Creativity becomes a little less daunting when you start narrowing the parameters like that.  To be creative in music, you don’t have to just blindly come up with a sound out of nothing. There’s been loads of people who have come before you who have done things like invent instruments and temper some scales for you.  They have figured out how to play chords on those instruments, and made books for you to learn those chords.  People have categorized certain “genres” of music by certain tones, instrumentation and other stylistic distinctions, and lots of people have crafted languages for you to communicate with.  So you really have a lot of the work done for you already.  You just get to mess around with combining all of that stuff into something that moves you.

Learn To Say “NO” To Things

As a creative person then, a lot of the work is simply wading through the things in your hands and saying no to the things that don’t fit the work that you are trying to do. It’s like the old Michelangelo story about how he said that all he did to make the great masterpiece David was simply to cut away all that was not David. He didn’t have to conjure up the human form out of nothing.  That already existed.  The stone already existed.  The tools for cutting already existed.  His main job was to simply say no to things that didn’t belong there in that stone.
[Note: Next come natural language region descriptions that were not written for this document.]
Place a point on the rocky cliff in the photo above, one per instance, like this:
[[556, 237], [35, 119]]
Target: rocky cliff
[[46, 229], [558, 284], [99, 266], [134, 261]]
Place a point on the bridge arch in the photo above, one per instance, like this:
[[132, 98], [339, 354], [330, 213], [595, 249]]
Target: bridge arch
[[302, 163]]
If you feel like you want to up the creativity of your craft, maybe learn how to say no a little more.  That lyric that has been used a thousand times by other people…maybe say no to the present form of that, and let it morph into something else.  That same chord progression that you heard in those 1,400 other songs… What if you said no to that for this song and experimented with other sounds until finally one pops up that is worth not saying “no” to.

See What Sticks

Crafting…  Creating…  You don’t have to actually make something up out of thin air.  Just throw stuff that already exists at the work and if it doesn’t stick, let it fall to the ground.  Now and then something might stick though, and after enough “no’s”, something beautiful might emerge.